Once it was a secret; then it was a “right”; now it is a duty. So daunting a duty is orgasm that men, as Jonathan Margolis admits in his 400-page paean to sexual climax, go wild with glee when offered an electronic implant that can relieve them of the onerous duty of bringing their girlfriends to ecstasy all by themselves. Women, for their part, fake it rather than risk the traumatization of their mate. Sex in the twenty-first century is a performance sport: We are told we must “demand” orgasms; we are told we must demand lots of orgasms (for we are “multi-orgasmic”); we are told we must seize our own orgasms and offered an array of fancifully colored vibrators to stash in our bags lest any toilet break go unexploited. Men know this and they feel intimidated. Women know this and they feel inadequate. The bedroom, too often, has become a site of fear.
It’s not that the sexual revelations and revolutions of the recent past have not brought considerable good. It’s great that men know more about women’s bodies than they did, great they no longer imagine, like the cad in Milan Kundera’s 1972 novel The Joke, that any sexual exchange short of intercourse is emasculating. What’s bad is that now we have books like Margolis’s O: The Intimate History of the Orgasm, which insistently and insipidly fetishize orgasms–adding, thereby, not just to our fears in the erotic realm but also, paradoxically, to our boredoms. What may be worse is that such books are in sync with the zeitgeist.

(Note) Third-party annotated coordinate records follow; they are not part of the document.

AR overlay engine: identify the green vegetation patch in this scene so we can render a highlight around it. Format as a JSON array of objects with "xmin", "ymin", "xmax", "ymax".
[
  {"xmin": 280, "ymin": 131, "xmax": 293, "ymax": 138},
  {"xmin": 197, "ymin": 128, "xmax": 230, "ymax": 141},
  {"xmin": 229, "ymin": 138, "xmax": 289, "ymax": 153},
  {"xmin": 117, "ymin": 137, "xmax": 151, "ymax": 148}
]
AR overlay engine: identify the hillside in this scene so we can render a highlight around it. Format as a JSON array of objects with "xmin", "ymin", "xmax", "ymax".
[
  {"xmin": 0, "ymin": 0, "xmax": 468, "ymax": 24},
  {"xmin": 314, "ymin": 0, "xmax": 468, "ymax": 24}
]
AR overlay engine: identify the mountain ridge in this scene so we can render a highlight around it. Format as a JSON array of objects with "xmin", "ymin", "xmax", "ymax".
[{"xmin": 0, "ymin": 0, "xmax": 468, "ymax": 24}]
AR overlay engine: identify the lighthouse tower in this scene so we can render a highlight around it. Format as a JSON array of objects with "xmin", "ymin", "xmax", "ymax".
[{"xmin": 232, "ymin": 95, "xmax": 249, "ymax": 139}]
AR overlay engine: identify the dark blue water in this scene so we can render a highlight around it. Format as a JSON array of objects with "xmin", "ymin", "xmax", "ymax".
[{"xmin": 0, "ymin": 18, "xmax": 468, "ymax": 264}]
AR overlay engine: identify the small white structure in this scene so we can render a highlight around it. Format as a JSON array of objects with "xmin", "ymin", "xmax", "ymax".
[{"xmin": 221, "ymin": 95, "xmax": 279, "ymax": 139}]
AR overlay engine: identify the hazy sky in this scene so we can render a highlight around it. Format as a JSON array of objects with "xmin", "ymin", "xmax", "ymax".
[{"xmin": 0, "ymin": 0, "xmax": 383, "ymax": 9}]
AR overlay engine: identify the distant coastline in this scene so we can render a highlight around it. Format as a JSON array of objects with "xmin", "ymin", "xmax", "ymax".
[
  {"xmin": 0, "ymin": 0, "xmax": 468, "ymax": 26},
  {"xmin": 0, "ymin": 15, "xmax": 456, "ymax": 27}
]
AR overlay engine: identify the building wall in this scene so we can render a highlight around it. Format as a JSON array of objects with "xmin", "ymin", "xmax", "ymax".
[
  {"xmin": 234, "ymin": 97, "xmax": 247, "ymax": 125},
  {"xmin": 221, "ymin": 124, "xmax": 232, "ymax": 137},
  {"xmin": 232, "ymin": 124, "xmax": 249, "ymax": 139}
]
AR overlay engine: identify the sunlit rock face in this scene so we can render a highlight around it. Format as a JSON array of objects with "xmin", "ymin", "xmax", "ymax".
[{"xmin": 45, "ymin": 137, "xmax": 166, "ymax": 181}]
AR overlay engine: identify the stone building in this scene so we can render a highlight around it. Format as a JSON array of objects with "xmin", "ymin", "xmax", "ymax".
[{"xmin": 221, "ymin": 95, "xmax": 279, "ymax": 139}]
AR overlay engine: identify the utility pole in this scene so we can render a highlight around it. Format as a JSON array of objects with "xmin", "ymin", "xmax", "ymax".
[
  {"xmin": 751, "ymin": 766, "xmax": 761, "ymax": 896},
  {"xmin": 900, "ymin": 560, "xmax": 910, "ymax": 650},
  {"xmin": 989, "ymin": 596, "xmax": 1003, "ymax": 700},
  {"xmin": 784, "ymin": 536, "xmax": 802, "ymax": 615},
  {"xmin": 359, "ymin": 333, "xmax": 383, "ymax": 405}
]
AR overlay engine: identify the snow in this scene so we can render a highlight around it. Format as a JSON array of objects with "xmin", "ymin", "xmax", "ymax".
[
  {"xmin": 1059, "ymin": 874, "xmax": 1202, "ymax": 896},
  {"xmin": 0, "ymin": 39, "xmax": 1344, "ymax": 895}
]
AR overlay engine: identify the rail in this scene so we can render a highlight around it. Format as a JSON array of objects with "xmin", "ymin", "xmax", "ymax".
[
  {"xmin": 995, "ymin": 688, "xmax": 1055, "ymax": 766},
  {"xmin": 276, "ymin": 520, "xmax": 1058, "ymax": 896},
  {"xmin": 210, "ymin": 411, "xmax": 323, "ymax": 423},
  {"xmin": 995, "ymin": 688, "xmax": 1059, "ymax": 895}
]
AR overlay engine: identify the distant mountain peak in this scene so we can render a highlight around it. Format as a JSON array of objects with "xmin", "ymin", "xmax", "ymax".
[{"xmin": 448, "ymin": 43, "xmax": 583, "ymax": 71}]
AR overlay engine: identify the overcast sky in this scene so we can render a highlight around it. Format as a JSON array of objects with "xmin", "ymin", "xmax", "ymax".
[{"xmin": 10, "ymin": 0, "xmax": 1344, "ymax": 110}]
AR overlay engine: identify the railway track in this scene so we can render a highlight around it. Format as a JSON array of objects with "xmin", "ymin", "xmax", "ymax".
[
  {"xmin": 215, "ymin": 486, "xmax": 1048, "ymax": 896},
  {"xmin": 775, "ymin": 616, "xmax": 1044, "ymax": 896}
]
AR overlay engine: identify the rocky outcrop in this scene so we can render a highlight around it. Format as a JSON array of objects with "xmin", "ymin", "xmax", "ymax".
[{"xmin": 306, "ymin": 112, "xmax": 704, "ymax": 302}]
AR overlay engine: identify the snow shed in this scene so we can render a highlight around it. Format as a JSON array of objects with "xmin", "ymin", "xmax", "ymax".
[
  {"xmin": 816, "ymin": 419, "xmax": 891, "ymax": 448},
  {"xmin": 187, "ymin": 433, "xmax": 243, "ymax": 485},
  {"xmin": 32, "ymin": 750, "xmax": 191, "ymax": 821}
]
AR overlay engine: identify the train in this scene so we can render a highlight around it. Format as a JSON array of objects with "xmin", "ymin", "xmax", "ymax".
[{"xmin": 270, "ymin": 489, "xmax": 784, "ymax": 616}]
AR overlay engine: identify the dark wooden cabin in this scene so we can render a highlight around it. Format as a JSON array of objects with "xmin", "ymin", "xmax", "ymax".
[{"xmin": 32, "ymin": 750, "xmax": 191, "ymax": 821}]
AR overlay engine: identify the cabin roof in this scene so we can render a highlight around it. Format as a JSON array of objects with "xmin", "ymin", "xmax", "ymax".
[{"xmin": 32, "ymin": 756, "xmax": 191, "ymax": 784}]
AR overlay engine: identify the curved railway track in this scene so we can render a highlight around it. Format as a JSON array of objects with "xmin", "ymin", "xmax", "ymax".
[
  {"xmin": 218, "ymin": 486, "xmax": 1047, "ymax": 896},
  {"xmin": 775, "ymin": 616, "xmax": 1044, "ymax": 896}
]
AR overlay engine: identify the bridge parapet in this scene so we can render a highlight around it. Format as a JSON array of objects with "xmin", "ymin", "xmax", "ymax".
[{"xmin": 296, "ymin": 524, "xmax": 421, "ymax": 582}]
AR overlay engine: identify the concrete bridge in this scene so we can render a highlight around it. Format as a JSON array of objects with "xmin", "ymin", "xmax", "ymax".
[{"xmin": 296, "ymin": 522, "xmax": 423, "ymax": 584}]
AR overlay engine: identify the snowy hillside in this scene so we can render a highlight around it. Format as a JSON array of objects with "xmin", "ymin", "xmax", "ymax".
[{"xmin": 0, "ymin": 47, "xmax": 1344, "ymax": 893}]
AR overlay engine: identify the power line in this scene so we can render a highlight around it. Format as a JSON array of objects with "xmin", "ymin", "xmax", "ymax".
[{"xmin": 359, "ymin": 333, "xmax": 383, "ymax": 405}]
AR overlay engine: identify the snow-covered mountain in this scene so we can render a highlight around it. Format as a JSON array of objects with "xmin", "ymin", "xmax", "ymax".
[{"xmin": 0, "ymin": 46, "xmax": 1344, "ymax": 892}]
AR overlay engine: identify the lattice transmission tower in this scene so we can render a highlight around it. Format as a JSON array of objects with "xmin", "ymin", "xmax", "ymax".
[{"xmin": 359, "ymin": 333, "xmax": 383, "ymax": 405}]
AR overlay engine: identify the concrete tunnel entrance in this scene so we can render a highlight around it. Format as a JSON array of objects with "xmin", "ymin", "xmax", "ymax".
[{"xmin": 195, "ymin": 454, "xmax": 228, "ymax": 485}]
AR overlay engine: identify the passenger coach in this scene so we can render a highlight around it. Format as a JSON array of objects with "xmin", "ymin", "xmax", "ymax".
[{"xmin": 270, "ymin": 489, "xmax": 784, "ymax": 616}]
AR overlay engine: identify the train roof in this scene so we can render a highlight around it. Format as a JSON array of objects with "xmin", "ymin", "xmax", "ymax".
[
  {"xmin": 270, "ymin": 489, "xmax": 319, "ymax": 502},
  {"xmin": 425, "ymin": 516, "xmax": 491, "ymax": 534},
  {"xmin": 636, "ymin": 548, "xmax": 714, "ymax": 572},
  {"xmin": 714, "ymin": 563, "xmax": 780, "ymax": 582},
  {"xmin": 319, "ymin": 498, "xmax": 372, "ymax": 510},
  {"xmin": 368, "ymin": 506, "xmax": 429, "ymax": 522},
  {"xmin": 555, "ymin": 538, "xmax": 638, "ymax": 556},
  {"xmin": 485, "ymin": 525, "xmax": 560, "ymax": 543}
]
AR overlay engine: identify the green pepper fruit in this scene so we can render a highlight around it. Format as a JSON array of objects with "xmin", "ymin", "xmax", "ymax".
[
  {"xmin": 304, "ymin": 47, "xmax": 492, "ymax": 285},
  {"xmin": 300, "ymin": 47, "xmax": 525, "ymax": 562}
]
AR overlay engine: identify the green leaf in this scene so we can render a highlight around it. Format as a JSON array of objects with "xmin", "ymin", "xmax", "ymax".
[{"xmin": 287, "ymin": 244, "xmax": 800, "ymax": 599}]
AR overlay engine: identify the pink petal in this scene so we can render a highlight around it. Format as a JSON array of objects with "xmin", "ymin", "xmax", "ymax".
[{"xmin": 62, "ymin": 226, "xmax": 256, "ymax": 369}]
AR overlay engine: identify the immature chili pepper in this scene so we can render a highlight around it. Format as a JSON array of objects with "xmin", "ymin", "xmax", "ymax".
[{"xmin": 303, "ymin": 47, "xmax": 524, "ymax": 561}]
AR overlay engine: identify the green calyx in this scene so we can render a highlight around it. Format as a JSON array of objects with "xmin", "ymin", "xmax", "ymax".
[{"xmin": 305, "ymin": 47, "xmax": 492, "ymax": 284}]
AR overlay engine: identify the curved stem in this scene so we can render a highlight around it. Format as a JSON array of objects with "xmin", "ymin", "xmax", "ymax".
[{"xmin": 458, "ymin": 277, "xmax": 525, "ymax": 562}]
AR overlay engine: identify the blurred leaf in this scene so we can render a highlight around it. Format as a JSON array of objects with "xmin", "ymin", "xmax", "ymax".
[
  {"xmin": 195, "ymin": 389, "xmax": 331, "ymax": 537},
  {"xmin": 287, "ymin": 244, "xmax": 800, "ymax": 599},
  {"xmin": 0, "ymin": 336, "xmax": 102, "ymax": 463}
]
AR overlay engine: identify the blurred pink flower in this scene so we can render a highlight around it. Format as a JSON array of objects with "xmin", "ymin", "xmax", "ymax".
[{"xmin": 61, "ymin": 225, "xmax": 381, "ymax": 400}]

To call Margolis’s volume a “history” is a stretch, since he can’t get basic dates straight. Shakespeare’s early modern verse, for example, is discussed in a chapter on the Middle Ages. The book is better viewed as an amorphous compendium of sexual trivia, a cluttered attic of erotic curiosity. The only organizing principle in evidence is Margolis’s impassioned desire to persuade us all to orgasm more “swiftly, reliably,” promiscuously, frequently, independently and, above all, with less emotional and moral hocus-pocus. To this end, he tells us of Mangaia, an island in the South Pacific where everybody sleeps joyfully with everybody else and boys “are taught always to bring their partner to orgasm several times before allowing themselves to ejaculate…. The female’s final orgasm should coincide precisely with the man’s. The typical 18-year-old Mangaian couple,” according to a 1971 study, “make love three times a night, every night.”
Margolis lauds the “unusually healthy acceptance of masturbation” in Indonesia, where “parents of young children reported happily watching…their children masturbate to orgasm” and approvingly quotes a “respected academic anthropologist” who laments that most “high school students [are] induced to enjoy Elizabethan drama but in virtually no school system offered helpful hints on enjoying physical pleasure by themselves.” Masturbation, it would appear, is Margolis’s cause célèbre. He assesses the liberation of a society by the warmth of its celebration of masturbation.
Margolis’s book provides endless opportunities to observe the limits of social science. The study that showed Mangaian women as sexually delighted was followed by studies that showed them as severely battered, for example. Margolis mentions these studies, but they in no way move him to question the initial study or to qualify his judgment of Mangaia as “a South Pacific paradise.” “How do I know that [my husband] loves me if he doesn’t beat me?” a typical Mangaian research subject asked when quizzed about her wounds. Suffice it to say that it is hard to imagine a man about to beat his wife to a pulp bothering to selflessly provide her with “several orgasms” beforehand. It is equally hard to believe the first study could have obtained any of its precise figures credibly: exactly three simultaneous climaxes a night, every night, always? Know the Mangaians no variety, no fatigue? Or were they simply misleading the scientists as surely as the Sudanese women who told their interlocutors they had earth-shaking climaxes after their clitorises had been cut out: “This was verified,” writes the anthropologist in charge, “by their happy and highly animated demeanor as they described it.” If this is science, don’t give us literature.